Functional annotation—ECfunction and ASviewer

ECfunction was developed to effectively visualize the mRNA structure and functional domains of alternatively spliced genes so that users can readily recognize any changes in the functional domains due to AS. We improved the user interface by switching to java applets that allow both zooming and intron scaling in real time. Variable intron scaling allows a seamless transition from the genome browser to the transcript or protein viewers. Thus, the detailed gene structure as well as known functional features in the genomic, mRNA and protein sequences can be readily visualized in a single user interface. Importantly, candidate splicing-regulatory signals such as the ESE (exon splicing enhancer) (5) and ESS (exon splicing silencer) (6) can be visualized with the transcript structure, which would be valuable information in studying the mechanism of AS.
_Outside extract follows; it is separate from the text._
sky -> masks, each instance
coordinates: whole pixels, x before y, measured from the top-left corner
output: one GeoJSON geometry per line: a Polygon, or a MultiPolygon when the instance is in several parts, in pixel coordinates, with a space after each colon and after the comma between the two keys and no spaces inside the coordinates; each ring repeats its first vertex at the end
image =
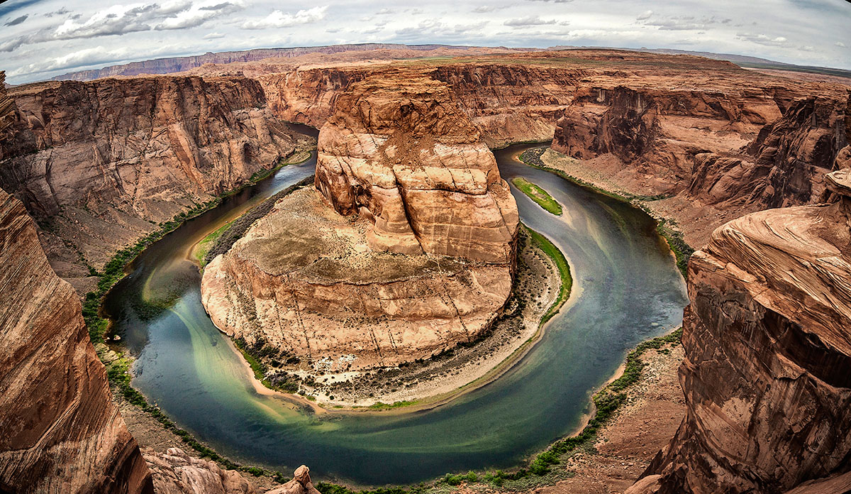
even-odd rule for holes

ASviewer extends the features of ECfunction to support other gene models including RefSeq, Ensembl and AceView. The transcript models can be readily compared using the detailed information for exons and introns available in the baloon help. It is possible to upload the custom mRNA models and annotations into the viewer. We also provide a utility to print the genomic sequence in a similar way to the UCSC genome browser (25). The character style and color can be specified for individual mRNA models which would facilitate the detailed comparison of various predicted mRNA models.
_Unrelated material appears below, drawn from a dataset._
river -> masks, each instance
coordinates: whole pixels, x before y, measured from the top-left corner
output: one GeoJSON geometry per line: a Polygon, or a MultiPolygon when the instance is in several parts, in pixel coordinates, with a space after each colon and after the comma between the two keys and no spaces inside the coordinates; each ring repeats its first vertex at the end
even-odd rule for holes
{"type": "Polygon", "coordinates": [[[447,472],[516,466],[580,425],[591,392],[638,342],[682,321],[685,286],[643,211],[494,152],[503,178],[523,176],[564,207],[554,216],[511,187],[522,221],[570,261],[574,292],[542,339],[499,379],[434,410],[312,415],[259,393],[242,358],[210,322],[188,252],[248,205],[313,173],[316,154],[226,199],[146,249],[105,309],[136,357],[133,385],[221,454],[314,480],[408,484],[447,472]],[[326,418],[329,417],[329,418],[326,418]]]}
Expression annotation—ESTexpress and SAGEexpress

ECgene's expression annotation is based on EST and SAGE data. We divided the previous version of ECexpression into two separate applications (ESTexpress and SAGEexpress) providing more specific and detailed information for each data type. ESTexpress analyzes ∼8600 human cDNA libraries and illustrates the inferred gene expression in various tissues and cancers. An option of using non-normalized libraries is also available to obtain quantitative prediction ignoring ESTs from the normalized cDNA libraries. SAGEexpress is substantially improved to provide diverse search options and detailed analysis on alternative tags. The search interface closely follows the widely used SAGEmap of NCBI and the SAGE Genie at NCI (28,29). Our tag-to-gene assignment is based on the mRNA models of ECgene. We also provide information on alternative tags stemming from alternative polyA tails, internal restriction sites and the single nucleotide polymorphisms (SNP).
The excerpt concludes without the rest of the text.